The time complexity of this algorithm is O(n + m) where n is the length of word1 and m is the length of word2. We traverse each character in both strings exactly once. Even though we have three while loops, each character from each input string is processed exactly one time total. The first loop processes min(n, m) characters from each string, and the remaining loops process the leftover characters from whichever string is longer. String joining at the end is also O(n + m) since we must process each character in the result list.

Space complexity

The space complexity of this algorithm is O(n + m) where n and m are the lengths of the input strings. We store the result in a list that grows to size n + m in the worst case, which occurs when we merge all characters from both strings.

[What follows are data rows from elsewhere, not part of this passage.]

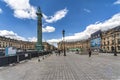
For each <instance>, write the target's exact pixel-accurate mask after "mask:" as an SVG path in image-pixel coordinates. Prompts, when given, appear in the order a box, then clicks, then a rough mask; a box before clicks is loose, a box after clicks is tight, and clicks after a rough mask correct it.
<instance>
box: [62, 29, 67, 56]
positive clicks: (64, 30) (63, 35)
mask: <svg viewBox="0 0 120 80" xmlns="http://www.w3.org/2000/svg"><path fill="white" fill-rule="evenodd" d="M62 34H63V46H64V48H63V52H64V56H66V51H65V39H64V37H65V30H63V31H62Z"/></svg>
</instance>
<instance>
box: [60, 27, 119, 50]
mask: <svg viewBox="0 0 120 80" xmlns="http://www.w3.org/2000/svg"><path fill="white" fill-rule="evenodd" d="M64 44H65V49H66V50H69V49H75V48H78V49H81V50H87V49H88V48H91V49H93V50H96V49H97V50H98V52H99V51H100V52H120V26H117V27H115V28H112V29H109V30H107V31H100V30H99V31H96V32H95V33H93V34H91V37H90V38H89V39H88V40H81V41H76V42H65V43H63V42H59V43H58V49H60V50H63V49H64Z"/></svg>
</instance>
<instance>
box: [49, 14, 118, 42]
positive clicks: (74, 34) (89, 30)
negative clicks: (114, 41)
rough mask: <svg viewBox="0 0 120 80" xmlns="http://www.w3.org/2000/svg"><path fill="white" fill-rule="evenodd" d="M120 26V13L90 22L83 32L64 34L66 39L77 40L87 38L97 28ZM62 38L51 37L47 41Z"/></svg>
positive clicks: (103, 28)
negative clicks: (112, 15) (55, 38)
mask: <svg viewBox="0 0 120 80" xmlns="http://www.w3.org/2000/svg"><path fill="white" fill-rule="evenodd" d="M117 26H120V13H118V14H115V15H114V16H112V17H111V18H110V19H108V20H106V21H104V22H100V21H97V22H95V23H94V24H90V25H88V26H87V27H86V29H85V30H84V31H83V32H79V33H75V34H74V35H73V36H66V37H65V40H66V41H77V40H83V39H88V38H89V37H90V35H91V34H92V33H94V32H96V31H97V30H102V31H106V30H108V29H111V28H114V27H117ZM61 40H62V39H51V40H48V41H49V42H59V41H61Z"/></svg>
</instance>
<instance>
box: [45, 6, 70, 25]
mask: <svg viewBox="0 0 120 80" xmlns="http://www.w3.org/2000/svg"><path fill="white" fill-rule="evenodd" d="M67 13H68V10H67V9H66V8H65V9H62V10H60V11H57V12H56V13H55V14H54V15H53V16H46V15H45V14H43V17H44V19H45V21H46V22H48V23H53V22H56V21H58V20H60V19H62V18H64V17H65V16H66V14H67Z"/></svg>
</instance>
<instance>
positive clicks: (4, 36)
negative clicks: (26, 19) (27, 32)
mask: <svg viewBox="0 0 120 80" xmlns="http://www.w3.org/2000/svg"><path fill="white" fill-rule="evenodd" d="M0 36H4V37H8V38H11V39H17V40H23V41H27V39H26V38H24V37H21V36H18V35H17V33H14V32H13V31H7V30H0Z"/></svg>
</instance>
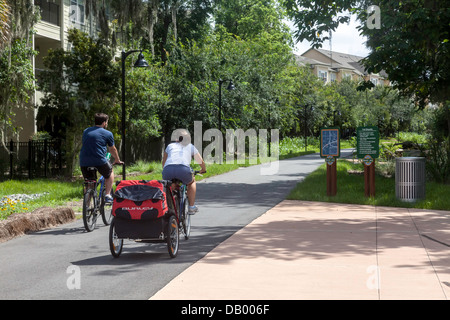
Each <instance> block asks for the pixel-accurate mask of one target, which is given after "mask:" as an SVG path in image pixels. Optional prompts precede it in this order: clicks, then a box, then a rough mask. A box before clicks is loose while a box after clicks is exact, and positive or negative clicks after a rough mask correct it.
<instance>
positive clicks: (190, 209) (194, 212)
mask: <svg viewBox="0 0 450 320" xmlns="http://www.w3.org/2000/svg"><path fill="white" fill-rule="evenodd" d="M196 212H198V208H197V206H189V209H188V214H195V213H196Z"/></svg>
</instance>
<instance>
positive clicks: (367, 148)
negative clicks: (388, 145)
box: [356, 127, 380, 159]
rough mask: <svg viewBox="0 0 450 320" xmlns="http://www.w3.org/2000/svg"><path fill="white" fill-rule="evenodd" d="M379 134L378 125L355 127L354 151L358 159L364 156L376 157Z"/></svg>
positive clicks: (376, 155)
mask: <svg viewBox="0 0 450 320" xmlns="http://www.w3.org/2000/svg"><path fill="white" fill-rule="evenodd" d="M379 144H380V134H379V132H378V127H358V128H357V129H356V153H357V156H358V159H363V158H364V157H366V156H370V157H372V158H378V157H379V155H380V146H379Z"/></svg>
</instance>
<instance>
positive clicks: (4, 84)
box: [0, 0, 39, 148]
mask: <svg viewBox="0 0 450 320" xmlns="http://www.w3.org/2000/svg"><path fill="white" fill-rule="evenodd" d="M0 4H1V5H0V17H1V19H2V21H1V22H2V24H1V27H0V30H1V32H0V33H2V32H3V34H2V36H3V39H2V42H1V43H0V135H1V143H2V145H3V146H4V147H5V148H6V146H5V142H6V140H9V139H12V138H13V137H14V136H16V137H18V135H19V132H20V129H21V128H19V127H18V126H17V125H16V124H15V122H14V121H13V119H14V117H15V115H16V112H23V111H24V110H25V109H28V110H30V109H32V107H33V105H32V96H33V93H34V80H35V79H34V74H33V66H32V57H33V56H34V55H35V54H36V52H35V51H34V50H32V48H31V44H32V33H33V32H34V25H35V24H36V23H37V21H38V20H39V12H38V10H35V7H34V2H33V1H32V0H17V1H13V2H9V3H6V2H5V1H2V2H0ZM8 4H9V6H8ZM6 26H7V27H8V28H6ZM4 40H6V42H3V41H4Z"/></svg>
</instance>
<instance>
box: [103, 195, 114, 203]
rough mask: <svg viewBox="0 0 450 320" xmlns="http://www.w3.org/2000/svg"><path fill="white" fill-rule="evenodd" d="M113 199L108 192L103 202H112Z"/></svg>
mask: <svg viewBox="0 0 450 320" xmlns="http://www.w3.org/2000/svg"><path fill="white" fill-rule="evenodd" d="M113 201H114V199H113V197H112V196H111V195H110V194H107V195H106V196H105V203H113Z"/></svg>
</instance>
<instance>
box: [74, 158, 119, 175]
mask: <svg viewBox="0 0 450 320" xmlns="http://www.w3.org/2000/svg"><path fill="white" fill-rule="evenodd" d="M90 167H94V168H97V170H98V172H99V173H100V174H101V175H102V176H103V177H105V179H108V178H109V177H110V176H111V172H112V165H111V163H109V161H108V162H106V163H105V164H104V165H101V166H89V167H80V168H81V173H82V174H83V177H84V178H85V179H97V177H94V176H93V175H92V173H91V172H92V171H88V170H87V168H90Z"/></svg>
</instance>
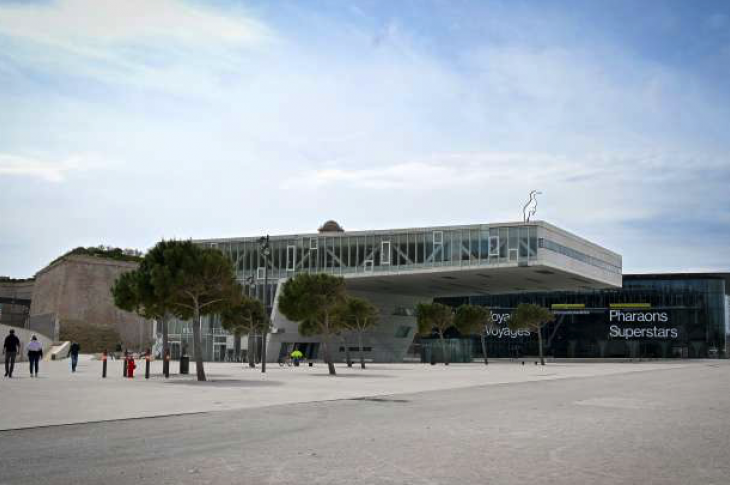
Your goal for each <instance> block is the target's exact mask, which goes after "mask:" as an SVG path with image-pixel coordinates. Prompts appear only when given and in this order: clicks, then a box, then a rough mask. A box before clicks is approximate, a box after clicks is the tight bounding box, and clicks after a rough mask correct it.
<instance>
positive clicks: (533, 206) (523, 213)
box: [522, 190, 542, 222]
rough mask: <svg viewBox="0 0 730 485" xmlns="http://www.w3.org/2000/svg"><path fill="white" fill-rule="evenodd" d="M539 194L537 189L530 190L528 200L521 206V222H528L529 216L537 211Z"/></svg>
mask: <svg viewBox="0 0 730 485" xmlns="http://www.w3.org/2000/svg"><path fill="white" fill-rule="evenodd" d="M540 194H542V192H539V191H537V190H533V191H532V192H530V200H528V201H527V204H525V206H524V207H523V208H522V220H523V222H530V217H532V216H534V215H535V212H537V196H538V195H540Z"/></svg>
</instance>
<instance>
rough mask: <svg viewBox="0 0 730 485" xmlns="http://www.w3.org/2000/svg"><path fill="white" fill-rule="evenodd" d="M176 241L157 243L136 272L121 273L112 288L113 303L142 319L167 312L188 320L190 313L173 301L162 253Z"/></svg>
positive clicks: (163, 252) (131, 271) (140, 263)
mask: <svg viewBox="0 0 730 485" xmlns="http://www.w3.org/2000/svg"><path fill="white" fill-rule="evenodd" d="M175 244H176V241H160V242H159V243H157V244H156V245H155V247H153V248H152V249H150V250H149V251H148V252H147V254H145V256H144V258H143V259H142V262H141V263H140V265H139V267H138V268H137V269H136V270H133V271H129V272H127V273H124V274H122V275H121V276H120V277H119V278H118V279H117V281H116V282H115V283H114V286H112V295H113V297H114V304H115V305H116V306H117V307H118V308H121V309H122V310H126V311H130V312H136V313H138V314H140V315H142V316H143V317H145V318H155V319H161V318H163V317H164V316H165V314H167V313H174V314H176V315H177V316H179V317H180V318H183V319H189V318H190V317H191V315H192V313H191V312H190V311H189V310H187V309H185V308H181V307H178V306H177V305H175V304H174V302H173V294H172V288H171V280H170V278H169V277H168V275H169V274H170V270H171V268H170V267H169V266H170V262H168V261H166V260H165V251H166V250H168V249H169V248H172V247H174V245H175Z"/></svg>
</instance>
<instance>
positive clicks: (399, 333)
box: [395, 325, 411, 338]
mask: <svg viewBox="0 0 730 485" xmlns="http://www.w3.org/2000/svg"><path fill="white" fill-rule="evenodd" d="M410 333H411V327H409V326H407V325H399V326H398V328H396V329H395V338H406V337H408V335H409V334H410Z"/></svg>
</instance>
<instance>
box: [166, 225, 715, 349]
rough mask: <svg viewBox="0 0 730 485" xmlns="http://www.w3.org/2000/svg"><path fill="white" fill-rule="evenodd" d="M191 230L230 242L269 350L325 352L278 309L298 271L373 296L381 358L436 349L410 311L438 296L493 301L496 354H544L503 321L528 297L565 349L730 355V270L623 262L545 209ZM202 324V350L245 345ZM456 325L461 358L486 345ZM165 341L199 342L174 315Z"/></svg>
mask: <svg viewBox="0 0 730 485" xmlns="http://www.w3.org/2000/svg"><path fill="white" fill-rule="evenodd" d="M194 242H195V243H196V244H199V245H201V246H204V247H210V248H215V249H217V250H220V251H222V252H223V253H224V254H225V255H227V256H228V257H229V258H230V260H231V262H232V264H233V266H234V268H235V270H236V276H237V278H238V280H239V281H240V282H241V283H242V284H243V286H244V291H246V292H247V293H248V294H249V295H251V296H255V297H257V298H260V299H261V300H262V301H265V302H266V303H267V306H268V311H269V315H270V318H271V321H272V331H271V333H269V334H268V335H267V337H266V338H267V349H268V350H267V360H269V361H273V362H276V361H277V360H281V359H282V358H284V357H285V356H287V355H289V354H290V353H291V352H292V351H293V350H294V349H298V350H301V351H302V352H303V353H304V355H305V357H307V358H312V359H315V358H317V357H321V356H320V355H319V354H320V352H319V347H320V340H319V339H318V337H312V336H303V335H300V334H299V332H298V324H297V323H296V322H291V321H288V320H287V319H286V318H285V317H284V316H283V315H282V314H281V313H280V312H279V311H278V305H277V300H278V296H279V293H280V290H281V288H282V285H283V283H284V282H285V281H286V280H287V279H288V278H291V277H293V276H295V275H296V274H299V273H303V272H308V273H319V272H324V273H329V274H333V275H337V276H342V277H343V278H344V280H345V283H346V286H347V290H348V293H349V294H352V295H354V296H360V297H363V298H366V299H368V300H369V301H371V302H372V303H373V304H374V305H375V306H376V307H377V308H378V311H379V317H380V318H379V323H378V325H377V326H376V328H374V329H373V330H372V331H369V332H367V334H366V335H365V336H364V350H365V354H366V355H365V357H366V358H367V359H368V360H370V361H374V362H401V361H403V360H406V359H409V360H412V359H421V360H428V359H430V352H431V350H432V349H434V351H436V352H438V350H436V348H437V347H439V346H434V345H431V344H432V341H433V339H432V338H429V337H428V336H426V337H419V336H417V335H416V328H417V324H416V316H415V311H414V309H415V307H416V305H417V304H418V303H421V302H431V301H434V300H436V301H441V302H443V303H447V304H449V305H453V306H458V305H459V304H462V303H467V302H468V303H472V304H478V305H485V306H488V307H489V308H490V309H491V310H492V315H493V319H494V325H493V326H491V328H489V329H487V334H488V337H487V340H488V355H489V356H490V357H520V356H524V355H534V354H535V353H536V341H537V337H536V336H535V335H529V334H526V332H524V331H518V332H513V331H510V330H509V328H508V327H507V322H508V319H509V318H510V315H511V312H512V311H513V310H514V309H515V308H516V307H517V305H518V304H519V303H523V302H533V303H538V304H540V305H543V306H545V307H548V308H550V309H551V310H552V311H553V312H554V313H555V314H556V319H555V321H554V322H553V323H551V324H549V325H548V326H546V327H545V328H543V338H544V343H545V344H546V345H545V349H546V353H547V355H551V356H554V357H556V358H560V357H567V358H585V357H602V358H612V357H620V358H633V357H642V356H645V357H667V358H671V357H678V358H698V357H726V337H727V335H728V327H729V322H728V313H729V312H730V310H729V309H728V304H729V302H730V300H729V299H728V296H727V294H728V282H730V278H728V276H730V275H728V274H685V275H680V274H678V275H671V274H665V275H661V274H659V275H656V274H655V275H623V274H622V258H621V256H620V255H619V254H616V253H615V252H612V251H610V250H608V249H606V248H603V247H601V246H600V245H598V244H596V243H594V242H591V241H588V240H586V239H584V238H581V237H579V236H577V235H575V234H572V233H570V232H568V231H565V230H563V229H560V228H558V227H556V226H554V225H552V224H549V223H547V222H543V221H527V222H515V223H490V224H470V225H453V226H436V227H421V228H405V229H386V230H371V231H344V230H343V229H342V228H341V227H340V226H339V224H337V223H335V222H334V221H328V222H327V223H325V224H324V225H323V226H322V227H321V228H320V229H319V231H318V232H316V233H304V234H289V235H276V236H273V235H272V236H270V237H269V238H268V239H264V238H261V237H242V238H225V239H206V240H197V241H194ZM202 336H203V346H202V347H203V348H202V349H201V351H202V352H203V354H204V358H205V359H207V360H226V359H231V358H233V359H238V358H240V355H238V356H236V355H234V348H236V349H237V348H238V347H239V346H240V347H241V348H242V349H243V352H248V351H249V349H247V348H246V342H247V339H245V338H244V339H242V341H241V342H240V343H239V344H238V345H234V342H233V337H232V336H231V335H228V334H227V333H226V332H225V331H224V330H223V329H222V328H221V326H220V322H219V319H218V318H217V317H210V318H206V319H204V322H203V328H202ZM447 337H449V348H450V349H451V351H450V352H451V357H452V361H454V362H457V361H470V360H471V359H472V358H479V357H481V353H482V350H481V345H479V340H478V339H479V337H478V336H467V335H464V336H462V335H458V333H456V332H455V331H454V332H450V333H447ZM170 342H171V351H172V355H173V358H175V357H176V356H177V355H179V353H180V351H181V348H183V347H186V348H188V349H191V350H193V349H192V331H191V328H190V322H183V321H177V322H172V323H171V326H170ZM339 343H340V345H339V347H338V346H337V345H335V352H334V353H335V357H336V358H337V359H340V360H341V359H343V358H344V353H345V350H346V347H349V348H350V349H354V348H355V338H354V336H350V335H347V334H343V335H342V337H341V339H340V342H339ZM257 345H258V346H260V343H259V344H257ZM193 351H194V350H193ZM251 351H254V352H256V351H255V349H251Z"/></svg>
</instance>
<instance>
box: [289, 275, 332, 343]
mask: <svg viewBox="0 0 730 485" xmlns="http://www.w3.org/2000/svg"><path fill="white" fill-rule="evenodd" d="M345 299H346V293H345V280H344V279H342V278H340V277H337V276H332V275H328V274H325V273H318V274H307V273H302V274H298V275H296V276H295V277H293V278H292V279H290V280H289V281H287V282H286V283H284V287H283V288H282V292H281V296H280V297H279V311H281V313H282V314H283V315H284V316H285V317H286V318H288V319H289V320H292V321H294V322H299V324H300V333H301V334H302V335H306V333H305V332H311V331H315V334H329V333H332V332H333V331H334V330H335V328H334V326H335V325H337V322H336V319H333V318H331V317H332V316H333V314H334V313H335V311H336V309H337V307H338V306H339V305H341V304H342V303H344V302H345ZM303 326H304V328H302V327H303ZM310 326H314V327H315V328H313V329H310V328H308V327H310ZM302 330H304V332H302Z"/></svg>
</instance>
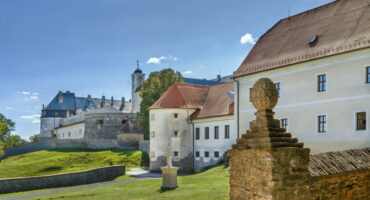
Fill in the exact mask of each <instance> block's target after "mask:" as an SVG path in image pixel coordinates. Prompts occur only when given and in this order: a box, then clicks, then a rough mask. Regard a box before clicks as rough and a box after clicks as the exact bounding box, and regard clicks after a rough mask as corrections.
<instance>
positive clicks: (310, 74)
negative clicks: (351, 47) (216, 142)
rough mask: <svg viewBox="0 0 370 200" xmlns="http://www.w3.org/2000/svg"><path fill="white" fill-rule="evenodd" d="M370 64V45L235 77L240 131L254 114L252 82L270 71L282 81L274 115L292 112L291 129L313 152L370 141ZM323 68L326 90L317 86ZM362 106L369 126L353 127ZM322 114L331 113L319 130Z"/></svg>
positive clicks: (298, 137) (254, 110) (280, 80)
mask: <svg viewBox="0 0 370 200" xmlns="http://www.w3.org/2000/svg"><path fill="white" fill-rule="evenodd" d="M367 66H370V49H365V50H360V51H356V52H351V53H346V54H341V55H336V56H331V57H328V58H323V59H320V60H314V61H310V62H305V63H301V64H296V65H291V66H288V67H283V68H278V69H274V70H270V71H265V72H260V73H256V74H252V75H248V76H244V77H239V78H237V79H236V80H237V81H239V82H240V95H239V101H240V109H239V112H240V113H239V115H240V120H239V122H240V127H239V131H240V134H244V133H245V131H246V130H247V129H249V121H251V120H253V119H254V112H255V109H254V107H253V106H252V104H251V102H249V88H251V87H253V84H254V83H255V82H256V81H257V80H258V79H259V78H262V77H267V78H270V79H271V80H273V81H274V82H275V83H276V82H280V88H281V89H280V98H279V102H278V104H277V106H276V107H275V109H274V111H275V113H276V115H275V118H278V119H281V118H288V119H289V127H288V131H289V132H291V133H292V134H293V136H294V137H297V138H298V139H299V141H302V142H304V143H305V146H306V147H310V148H311V153H319V152H326V151H334V150H345V149H351V148H362V147H368V146H370V130H369V129H370V127H369V126H370V123H369V115H370V84H365V67H367ZM320 74H326V76H327V91H326V92H317V76H318V75H320ZM360 111H366V116H367V125H366V126H367V130H366V131H356V130H355V112H360ZM236 113H237V112H236ZM319 114H327V127H328V130H327V132H326V133H317V115H319ZM236 120H237V118H235V123H236Z"/></svg>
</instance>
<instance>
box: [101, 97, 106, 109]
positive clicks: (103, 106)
mask: <svg viewBox="0 0 370 200" xmlns="http://www.w3.org/2000/svg"><path fill="white" fill-rule="evenodd" d="M106 103H107V102H105V96H102V97H101V104H102V105H101V107H102V108H103V107H105V105H106Z"/></svg>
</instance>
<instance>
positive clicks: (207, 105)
mask: <svg viewBox="0 0 370 200" xmlns="http://www.w3.org/2000/svg"><path fill="white" fill-rule="evenodd" d="M233 91H234V83H233V82H231V83H224V84H219V85H215V86H211V87H210V88H209V92H208V95H207V98H206V100H205V102H204V105H203V108H202V109H201V110H200V112H199V114H198V115H197V116H196V118H197V119H199V118H206V117H216V116H221V115H232V114H233V113H234V103H233V101H232V103H231V104H230V103H229V97H228V95H227V93H228V92H233Z"/></svg>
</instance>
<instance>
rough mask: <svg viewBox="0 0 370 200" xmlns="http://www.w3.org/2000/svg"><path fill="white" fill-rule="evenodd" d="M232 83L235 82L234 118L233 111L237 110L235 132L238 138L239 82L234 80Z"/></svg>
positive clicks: (238, 135)
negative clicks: (234, 100)
mask: <svg viewBox="0 0 370 200" xmlns="http://www.w3.org/2000/svg"><path fill="white" fill-rule="evenodd" d="M234 81H235V82H236V102H237V103H236V109H235V108H234V116H235V110H237V115H236V132H237V134H238V138H240V137H239V136H240V133H239V132H240V131H239V112H240V109H239V105H240V103H239V85H240V84H239V81H238V80H236V79H234Z"/></svg>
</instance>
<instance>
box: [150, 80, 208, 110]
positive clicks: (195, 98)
mask: <svg viewBox="0 0 370 200" xmlns="http://www.w3.org/2000/svg"><path fill="white" fill-rule="evenodd" d="M208 88H209V87H208V86H200V85H190V84H180V83H175V84H174V85H173V86H172V87H170V88H169V89H168V90H167V91H166V92H165V93H164V94H163V95H162V96H161V97H160V98H159V99H158V100H157V101H156V102H155V103H154V104H153V105H152V106H151V107H150V108H149V109H156V108H201V107H202V105H203V102H204V99H205V97H206V95H207V92H208Z"/></svg>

Common pitfalls and interview tips

  1. Empty string handling: While the constraints guarantee both strings have at least one character, always clarify assumptions in real interviews. If empty strings were allowed, our solution handles them gracefully since the while loops would simply not execute.
  2. String concatenation in loops: A common mistake is using result += word1[i] repeatedly in Python. Due to string immutability, this creates a new string object each time, leading to O((n + m)²) time complexity. Always use a list and join once at the end for O(n + m) performance.
  3. Off-by-one errors with indices: Be careful not to increment pointers before appending characters or vice versa. The pattern should be consistent: append, then increment. Alternatively, you can use Python’s cleaner approach with slicing to append remaining characters using result.extend(word1[i:]) instead of a second loop.